Project description:Myotube apoptosis occurs normally during muscle development and aging but it can lead to destruction of skeletal muscle in neuromuscular diseases. Therefore, understanding how myotube apoptosis is regulated is important for developing novel strategies for treatment of muscle loss. We investigated the regulation of apoptosis in skeletal muscle and report a striking increase in resistance to apoptosis following differentiation. We find mitotic C2C12 cells (myoblast-like cells) are sensitive to cytosolic cytochrome c microinjection. However, differentiated C2C12 cells (myotube-like cells) and primary myotubes are markedly resistant. This resistance is due to endogenous X-linked inhibitor of apoptotic protein (XIAP). Importantly, the selective difference in the ability of XIAP to block myotube but not myoblast apoptosis is not due to a change in XIAP but rather a decrease in Apaf-1 expression. This decrease in Apaf-1 links XIAP to caspase activation and death.
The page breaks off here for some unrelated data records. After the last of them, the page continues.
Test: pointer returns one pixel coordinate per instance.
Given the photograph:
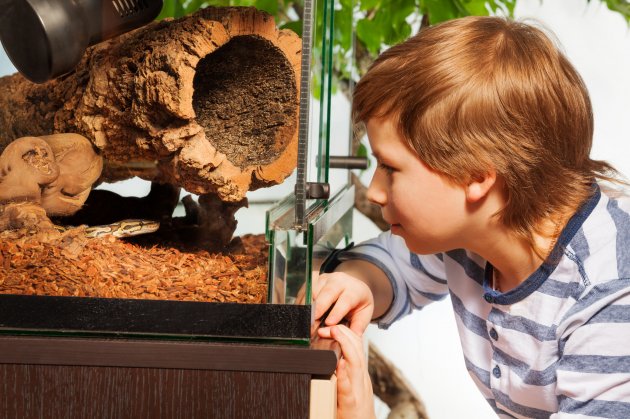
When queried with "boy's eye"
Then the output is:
(388, 169)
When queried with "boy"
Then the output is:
(482, 131)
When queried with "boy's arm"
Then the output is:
(378, 279)
(593, 372)
(375, 279)
(356, 291)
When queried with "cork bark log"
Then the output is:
(207, 102)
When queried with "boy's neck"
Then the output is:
(512, 257)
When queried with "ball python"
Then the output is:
(124, 228)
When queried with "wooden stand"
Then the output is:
(115, 378)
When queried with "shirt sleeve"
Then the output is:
(417, 280)
(593, 371)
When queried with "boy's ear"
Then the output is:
(479, 186)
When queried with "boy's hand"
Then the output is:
(352, 300)
(354, 388)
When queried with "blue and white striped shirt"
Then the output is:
(558, 345)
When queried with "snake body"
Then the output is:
(124, 228)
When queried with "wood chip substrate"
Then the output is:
(114, 268)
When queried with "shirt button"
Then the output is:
(493, 334)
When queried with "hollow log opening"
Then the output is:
(245, 96)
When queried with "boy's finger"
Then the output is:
(324, 332)
(360, 321)
(351, 345)
(324, 300)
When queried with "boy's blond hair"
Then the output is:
(478, 93)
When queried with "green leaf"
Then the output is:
(370, 33)
(441, 10)
(366, 5)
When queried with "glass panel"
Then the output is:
(295, 257)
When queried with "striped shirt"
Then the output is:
(558, 345)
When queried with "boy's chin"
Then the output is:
(420, 248)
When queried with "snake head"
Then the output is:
(26, 166)
(79, 168)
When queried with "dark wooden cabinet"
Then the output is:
(59, 377)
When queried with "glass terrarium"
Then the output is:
(301, 230)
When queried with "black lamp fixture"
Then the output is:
(45, 39)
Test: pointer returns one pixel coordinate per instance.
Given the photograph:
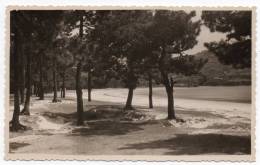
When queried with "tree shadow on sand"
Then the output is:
(198, 144)
(107, 120)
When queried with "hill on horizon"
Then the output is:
(218, 74)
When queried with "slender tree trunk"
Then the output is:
(89, 85)
(79, 96)
(63, 85)
(26, 109)
(54, 82)
(41, 89)
(150, 90)
(168, 83)
(22, 75)
(15, 124)
(128, 105)
(171, 111)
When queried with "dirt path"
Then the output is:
(108, 131)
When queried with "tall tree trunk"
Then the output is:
(169, 90)
(89, 85)
(22, 75)
(15, 124)
(150, 90)
(79, 96)
(41, 89)
(168, 83)
(78, 82)
(128, 105)
(63, 91)
(54, 82)
(26, 109)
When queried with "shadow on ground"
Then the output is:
(108, 120)
(198, 144)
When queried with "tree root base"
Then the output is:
(25, 112)
(16, 127)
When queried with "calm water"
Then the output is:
(216, 93)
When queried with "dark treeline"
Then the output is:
(50, 49)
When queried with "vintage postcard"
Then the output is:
(130, 83)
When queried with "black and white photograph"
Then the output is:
(130, 82)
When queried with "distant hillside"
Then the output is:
(218, 74)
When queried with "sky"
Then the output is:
(204, 36)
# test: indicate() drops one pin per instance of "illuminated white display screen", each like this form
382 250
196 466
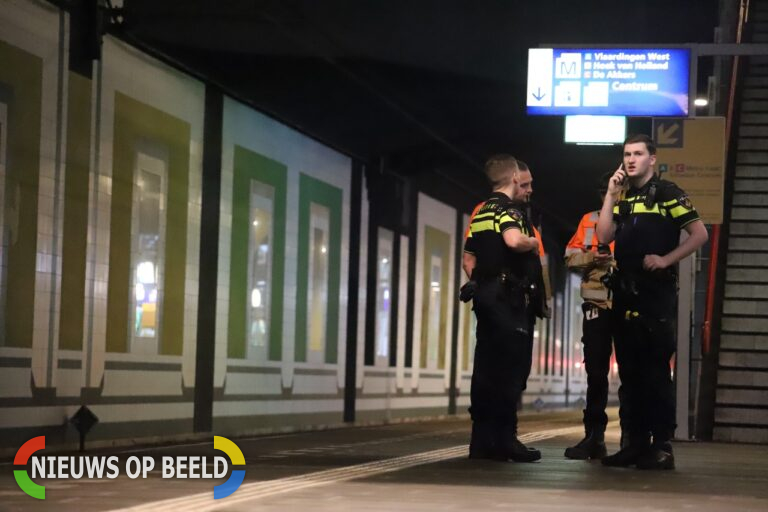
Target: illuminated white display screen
595 129
628 82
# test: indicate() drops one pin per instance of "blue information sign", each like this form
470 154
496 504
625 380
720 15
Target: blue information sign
622 82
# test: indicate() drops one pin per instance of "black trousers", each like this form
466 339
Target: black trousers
502 355
646 339
597 329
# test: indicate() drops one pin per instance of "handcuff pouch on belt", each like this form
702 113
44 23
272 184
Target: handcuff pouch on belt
517 291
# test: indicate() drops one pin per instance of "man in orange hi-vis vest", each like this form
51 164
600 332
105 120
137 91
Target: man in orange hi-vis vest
594 262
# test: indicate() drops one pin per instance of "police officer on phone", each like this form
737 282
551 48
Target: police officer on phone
501 259
595 263
645 221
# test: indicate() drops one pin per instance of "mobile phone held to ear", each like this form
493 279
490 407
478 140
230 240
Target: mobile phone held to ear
624 177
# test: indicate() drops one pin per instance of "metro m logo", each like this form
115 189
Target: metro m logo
568 65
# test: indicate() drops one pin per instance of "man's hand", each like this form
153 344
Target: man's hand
654 262
601 257
616 183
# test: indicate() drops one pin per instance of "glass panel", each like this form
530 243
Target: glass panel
147 261
435 306
319 228
383 294
4 232
557 354
260 269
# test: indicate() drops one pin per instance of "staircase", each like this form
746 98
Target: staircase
741 406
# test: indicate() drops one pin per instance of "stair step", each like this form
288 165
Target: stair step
741 415
752 171
758 397
746 291
756 81
759 28
737 341
755 105
748 259
760 15
741 213
740 434
750 185
742 378
744 307
748 244
755 93
742 200
753 130
746 360
749 228
751 118
747 324
752 144
752 157
748 275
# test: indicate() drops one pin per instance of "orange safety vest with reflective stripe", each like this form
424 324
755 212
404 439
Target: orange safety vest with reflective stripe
542 254
579 256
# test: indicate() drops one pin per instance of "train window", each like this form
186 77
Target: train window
317 310
260 250
148 243
383 295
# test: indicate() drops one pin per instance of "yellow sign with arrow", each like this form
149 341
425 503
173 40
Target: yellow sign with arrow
691 153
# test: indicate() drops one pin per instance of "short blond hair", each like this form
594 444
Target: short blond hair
499 170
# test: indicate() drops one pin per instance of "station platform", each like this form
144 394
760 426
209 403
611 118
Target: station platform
418 466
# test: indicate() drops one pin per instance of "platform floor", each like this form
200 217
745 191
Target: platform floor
420 467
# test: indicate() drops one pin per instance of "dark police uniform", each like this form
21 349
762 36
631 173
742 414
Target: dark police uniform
648 221
507 289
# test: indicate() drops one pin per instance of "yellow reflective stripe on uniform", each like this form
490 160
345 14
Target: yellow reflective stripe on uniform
641 208
483 225
481 216
678 211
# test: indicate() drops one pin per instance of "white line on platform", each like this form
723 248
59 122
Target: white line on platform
248 492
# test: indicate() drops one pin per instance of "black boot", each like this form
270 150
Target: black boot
517 451
658 457
485 442
591 447
628 456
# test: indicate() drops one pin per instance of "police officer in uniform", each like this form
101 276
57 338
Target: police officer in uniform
594 262
501 258
645 221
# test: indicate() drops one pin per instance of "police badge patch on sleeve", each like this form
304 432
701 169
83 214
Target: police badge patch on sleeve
685 202
515 215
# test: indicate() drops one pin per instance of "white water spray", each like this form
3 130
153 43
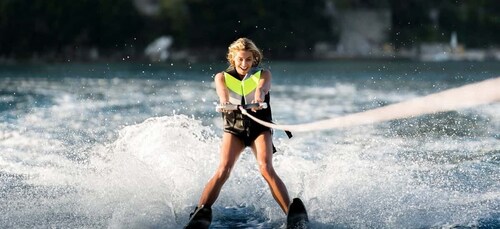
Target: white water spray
485 92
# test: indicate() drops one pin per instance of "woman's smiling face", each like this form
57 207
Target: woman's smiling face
243 61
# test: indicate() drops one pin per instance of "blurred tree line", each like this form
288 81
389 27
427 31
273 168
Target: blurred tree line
283 28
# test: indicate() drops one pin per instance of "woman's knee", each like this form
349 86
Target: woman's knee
223 173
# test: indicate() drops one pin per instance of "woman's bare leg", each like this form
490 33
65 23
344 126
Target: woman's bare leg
263 149
231 148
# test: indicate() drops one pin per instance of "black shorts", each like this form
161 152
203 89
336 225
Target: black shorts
243 127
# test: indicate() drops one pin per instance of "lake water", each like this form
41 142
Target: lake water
129 145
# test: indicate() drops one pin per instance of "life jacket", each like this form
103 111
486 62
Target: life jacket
242 91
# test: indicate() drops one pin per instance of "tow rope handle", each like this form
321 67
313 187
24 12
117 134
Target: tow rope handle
233 107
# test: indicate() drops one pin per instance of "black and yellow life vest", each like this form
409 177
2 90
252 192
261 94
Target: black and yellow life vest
242 91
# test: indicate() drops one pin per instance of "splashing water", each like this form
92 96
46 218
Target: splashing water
77 153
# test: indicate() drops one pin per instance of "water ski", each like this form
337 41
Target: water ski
201 218
297 215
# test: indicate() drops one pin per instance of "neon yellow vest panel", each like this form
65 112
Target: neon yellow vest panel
242 88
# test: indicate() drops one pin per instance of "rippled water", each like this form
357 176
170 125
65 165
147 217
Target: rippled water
132 145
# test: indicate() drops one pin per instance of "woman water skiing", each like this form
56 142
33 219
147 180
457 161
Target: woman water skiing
244 83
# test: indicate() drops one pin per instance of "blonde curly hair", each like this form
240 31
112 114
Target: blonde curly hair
244 44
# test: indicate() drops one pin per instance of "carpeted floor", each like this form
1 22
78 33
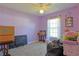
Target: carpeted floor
34 49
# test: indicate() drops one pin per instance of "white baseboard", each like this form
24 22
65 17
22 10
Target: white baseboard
32 41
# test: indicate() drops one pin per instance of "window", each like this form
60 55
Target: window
53 27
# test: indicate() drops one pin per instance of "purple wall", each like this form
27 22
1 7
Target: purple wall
29 24
73 11
25 24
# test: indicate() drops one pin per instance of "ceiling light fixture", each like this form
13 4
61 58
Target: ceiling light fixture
41 7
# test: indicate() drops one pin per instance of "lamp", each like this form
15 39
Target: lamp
41 7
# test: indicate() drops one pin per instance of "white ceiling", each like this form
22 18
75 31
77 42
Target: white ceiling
27 7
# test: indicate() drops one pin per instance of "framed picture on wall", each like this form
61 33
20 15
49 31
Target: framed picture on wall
69 22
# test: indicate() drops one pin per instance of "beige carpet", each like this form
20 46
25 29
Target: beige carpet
34 49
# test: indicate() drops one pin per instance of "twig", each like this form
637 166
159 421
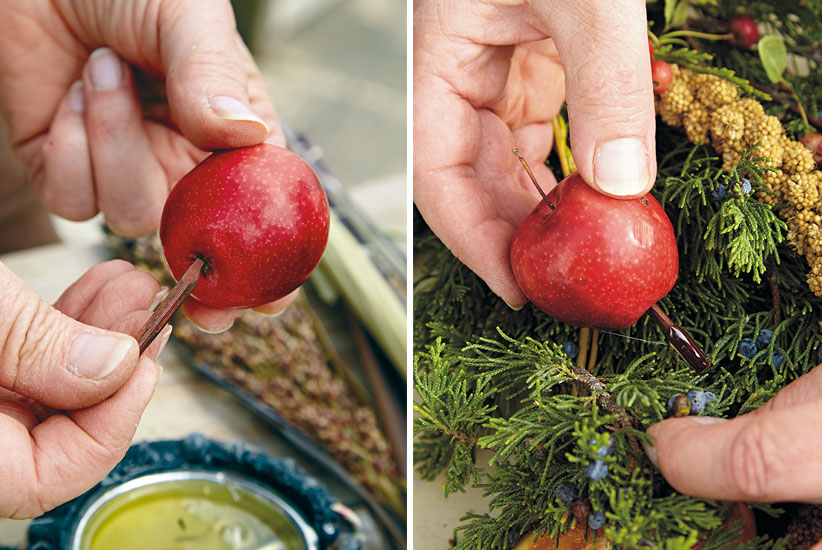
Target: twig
606 402
170 304
777 299
777 95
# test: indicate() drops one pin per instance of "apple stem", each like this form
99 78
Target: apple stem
681 341
170 304
533 178
592 356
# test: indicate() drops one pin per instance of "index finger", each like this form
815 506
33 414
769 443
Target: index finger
750 458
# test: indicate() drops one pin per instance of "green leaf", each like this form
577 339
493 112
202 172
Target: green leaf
670 6
680 14
774 56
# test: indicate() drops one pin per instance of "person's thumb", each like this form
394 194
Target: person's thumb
207 75
604 49
754 457
53 359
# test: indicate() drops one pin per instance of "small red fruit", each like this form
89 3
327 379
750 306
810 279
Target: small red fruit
662 75
257 216
595 260
813 141
745 32
576 538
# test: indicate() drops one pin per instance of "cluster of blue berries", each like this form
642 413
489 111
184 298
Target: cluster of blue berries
570 349
743 187
597 469
748 347
692 402
568 494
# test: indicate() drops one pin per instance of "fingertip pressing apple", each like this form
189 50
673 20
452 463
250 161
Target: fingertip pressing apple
594 260
600 262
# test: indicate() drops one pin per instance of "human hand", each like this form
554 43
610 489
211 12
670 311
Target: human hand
768 455
71 394
112 128
491 75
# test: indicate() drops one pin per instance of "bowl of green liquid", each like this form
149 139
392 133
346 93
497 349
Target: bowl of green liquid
191 510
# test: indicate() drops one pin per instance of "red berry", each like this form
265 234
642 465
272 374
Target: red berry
813 141
744 30
662 75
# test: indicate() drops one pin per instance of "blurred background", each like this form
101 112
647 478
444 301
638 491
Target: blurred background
336 70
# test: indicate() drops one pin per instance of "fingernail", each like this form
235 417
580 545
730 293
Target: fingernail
621 166
233 109
164 336
96 355
650 451
211 330
707 420
77 97
106 69
270 314
158 298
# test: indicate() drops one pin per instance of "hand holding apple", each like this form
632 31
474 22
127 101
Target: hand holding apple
243 229
595 260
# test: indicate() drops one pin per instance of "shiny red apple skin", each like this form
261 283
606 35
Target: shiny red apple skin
257 216
595 260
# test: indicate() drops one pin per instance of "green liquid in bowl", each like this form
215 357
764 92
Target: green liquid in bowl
194 514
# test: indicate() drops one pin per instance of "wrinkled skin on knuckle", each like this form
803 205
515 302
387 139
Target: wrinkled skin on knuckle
750 469
35 346
598 98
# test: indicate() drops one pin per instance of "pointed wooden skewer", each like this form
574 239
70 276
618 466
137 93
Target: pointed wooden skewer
680 340
170 304
676 336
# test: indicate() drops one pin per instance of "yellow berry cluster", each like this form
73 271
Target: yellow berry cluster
709 108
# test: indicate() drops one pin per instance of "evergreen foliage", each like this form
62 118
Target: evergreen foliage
490 378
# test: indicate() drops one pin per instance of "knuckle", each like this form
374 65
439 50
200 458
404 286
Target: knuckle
750 467
31 336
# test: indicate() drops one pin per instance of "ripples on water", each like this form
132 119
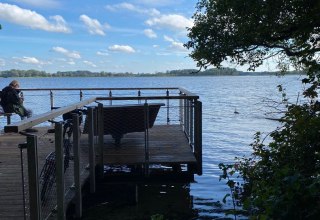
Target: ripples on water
225 136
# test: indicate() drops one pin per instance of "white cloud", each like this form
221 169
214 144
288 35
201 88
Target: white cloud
28 60
89 63
28 18
2 62
171 21
102 53
175 45
150 33
157 2
93 25
131 7
71 54
122 48
42 3
71 62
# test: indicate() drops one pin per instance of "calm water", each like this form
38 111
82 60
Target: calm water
225 136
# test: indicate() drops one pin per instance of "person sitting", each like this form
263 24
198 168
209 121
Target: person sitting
12 100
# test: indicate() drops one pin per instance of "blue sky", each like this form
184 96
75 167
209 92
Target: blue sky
139 36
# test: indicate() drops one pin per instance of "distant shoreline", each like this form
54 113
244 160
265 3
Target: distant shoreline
175 73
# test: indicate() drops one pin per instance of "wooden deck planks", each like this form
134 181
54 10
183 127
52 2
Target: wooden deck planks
167 145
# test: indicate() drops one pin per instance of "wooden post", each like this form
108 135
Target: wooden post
146 138
191 131
60 171
100 137
76 157
198 135
34 193
91 150
51 99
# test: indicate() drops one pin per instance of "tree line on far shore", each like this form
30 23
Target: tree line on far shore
181 72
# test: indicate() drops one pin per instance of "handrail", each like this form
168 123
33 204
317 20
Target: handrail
27 123
111 88
146 97
35 120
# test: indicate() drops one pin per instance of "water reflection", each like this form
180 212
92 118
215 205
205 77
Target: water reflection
137 200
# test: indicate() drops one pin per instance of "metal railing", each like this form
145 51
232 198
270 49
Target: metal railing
181 107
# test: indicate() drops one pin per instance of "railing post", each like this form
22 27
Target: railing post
168 105
51 99
139 95
110 95
34 194
21 147
60 171
81 95
180 109
198 135
191 131
100 137
8 118
91 151
146 138
76 167
187 121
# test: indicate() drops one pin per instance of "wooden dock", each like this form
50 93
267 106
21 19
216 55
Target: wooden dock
167 146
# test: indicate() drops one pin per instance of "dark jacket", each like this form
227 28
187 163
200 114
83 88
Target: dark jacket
10 99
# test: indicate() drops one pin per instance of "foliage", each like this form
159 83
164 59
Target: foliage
281 179
248 32
86 73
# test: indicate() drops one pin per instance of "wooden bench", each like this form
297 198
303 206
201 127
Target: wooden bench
7 115
122 119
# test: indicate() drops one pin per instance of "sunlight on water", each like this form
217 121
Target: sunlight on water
225 134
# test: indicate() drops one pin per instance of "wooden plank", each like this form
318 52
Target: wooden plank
167 145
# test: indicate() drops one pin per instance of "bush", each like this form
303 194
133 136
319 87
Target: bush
281 180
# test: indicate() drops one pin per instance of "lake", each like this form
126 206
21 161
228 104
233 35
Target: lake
225 136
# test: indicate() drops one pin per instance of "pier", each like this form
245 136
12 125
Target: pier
171 144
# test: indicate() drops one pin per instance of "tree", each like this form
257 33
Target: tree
281 179
249 32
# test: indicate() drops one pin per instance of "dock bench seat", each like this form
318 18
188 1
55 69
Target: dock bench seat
122 119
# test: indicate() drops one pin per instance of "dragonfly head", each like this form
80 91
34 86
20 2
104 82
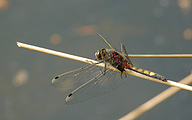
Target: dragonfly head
100 54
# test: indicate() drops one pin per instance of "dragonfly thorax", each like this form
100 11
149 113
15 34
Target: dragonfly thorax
101 54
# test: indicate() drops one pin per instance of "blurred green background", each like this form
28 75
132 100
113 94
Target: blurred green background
71 26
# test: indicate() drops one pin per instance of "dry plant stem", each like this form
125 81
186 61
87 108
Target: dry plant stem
90 61
155 101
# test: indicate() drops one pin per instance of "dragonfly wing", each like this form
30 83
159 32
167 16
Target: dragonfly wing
101 84
124 53
75 78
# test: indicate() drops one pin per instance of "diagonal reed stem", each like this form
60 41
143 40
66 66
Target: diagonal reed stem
90 61
155 100
163 56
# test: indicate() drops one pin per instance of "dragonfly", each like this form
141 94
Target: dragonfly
91 80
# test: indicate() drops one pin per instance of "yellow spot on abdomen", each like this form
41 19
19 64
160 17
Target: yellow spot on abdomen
151 73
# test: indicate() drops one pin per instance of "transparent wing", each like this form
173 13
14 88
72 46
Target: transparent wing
100 84
75 78
124 53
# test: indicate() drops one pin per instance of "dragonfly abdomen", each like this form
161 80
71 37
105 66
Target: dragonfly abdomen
148 73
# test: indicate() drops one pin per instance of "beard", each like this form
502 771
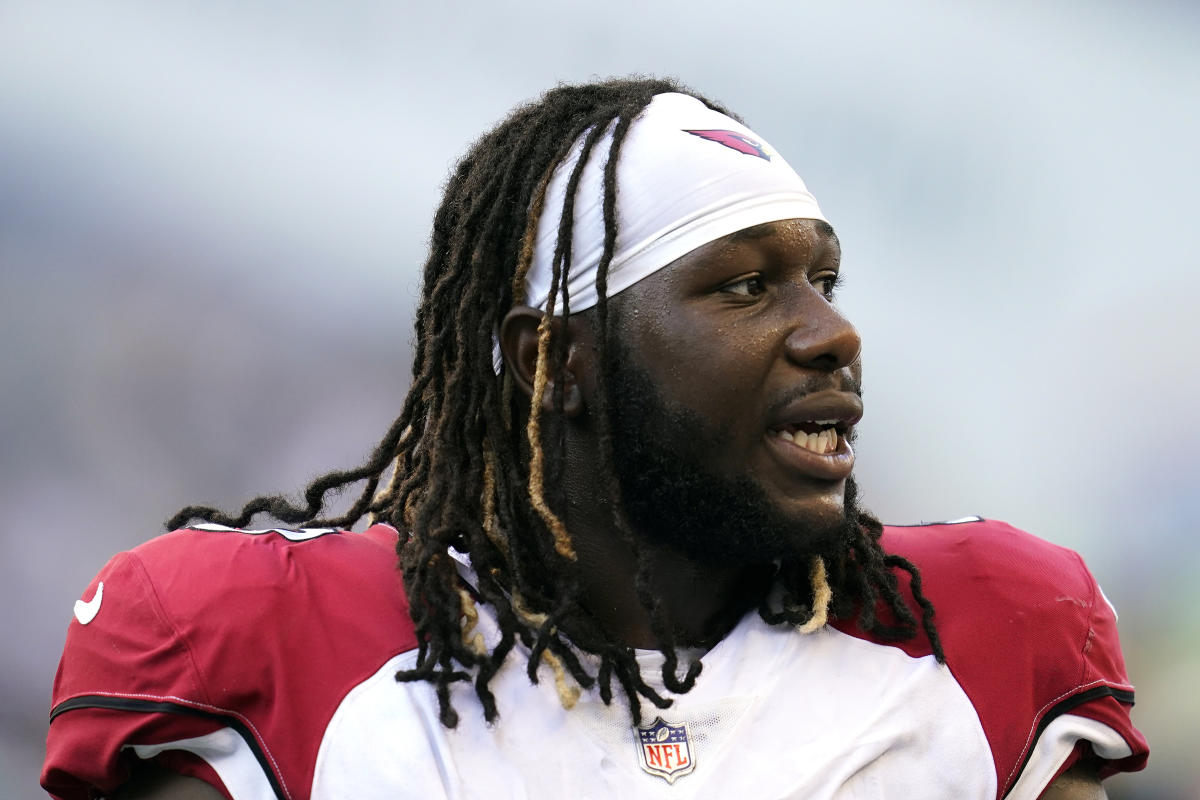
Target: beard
672 499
Our findings suggest that in order for myotubes to die, they may degrade XIAP, functionally inactivate XIAP or upregulate Apaf-1. Importantly, we identify a role for endogenous Smac in overcoming XIAP to allow myotube death. However, in postmitotic cardiomyocytes, where XIAP also restricts apoptosis, endogenous Smac was not capable of overcoming XIAP to cause death. These results show that as skeletal muscle differentiate, they become resistant to apoptosis because of the ability of XIAP to regulate caspase activation. The increased restriction of apoptosis in myotubes is presumably important to ensure the long term survival of these postmitotic cells as they play a vital role in the physiology of organisms.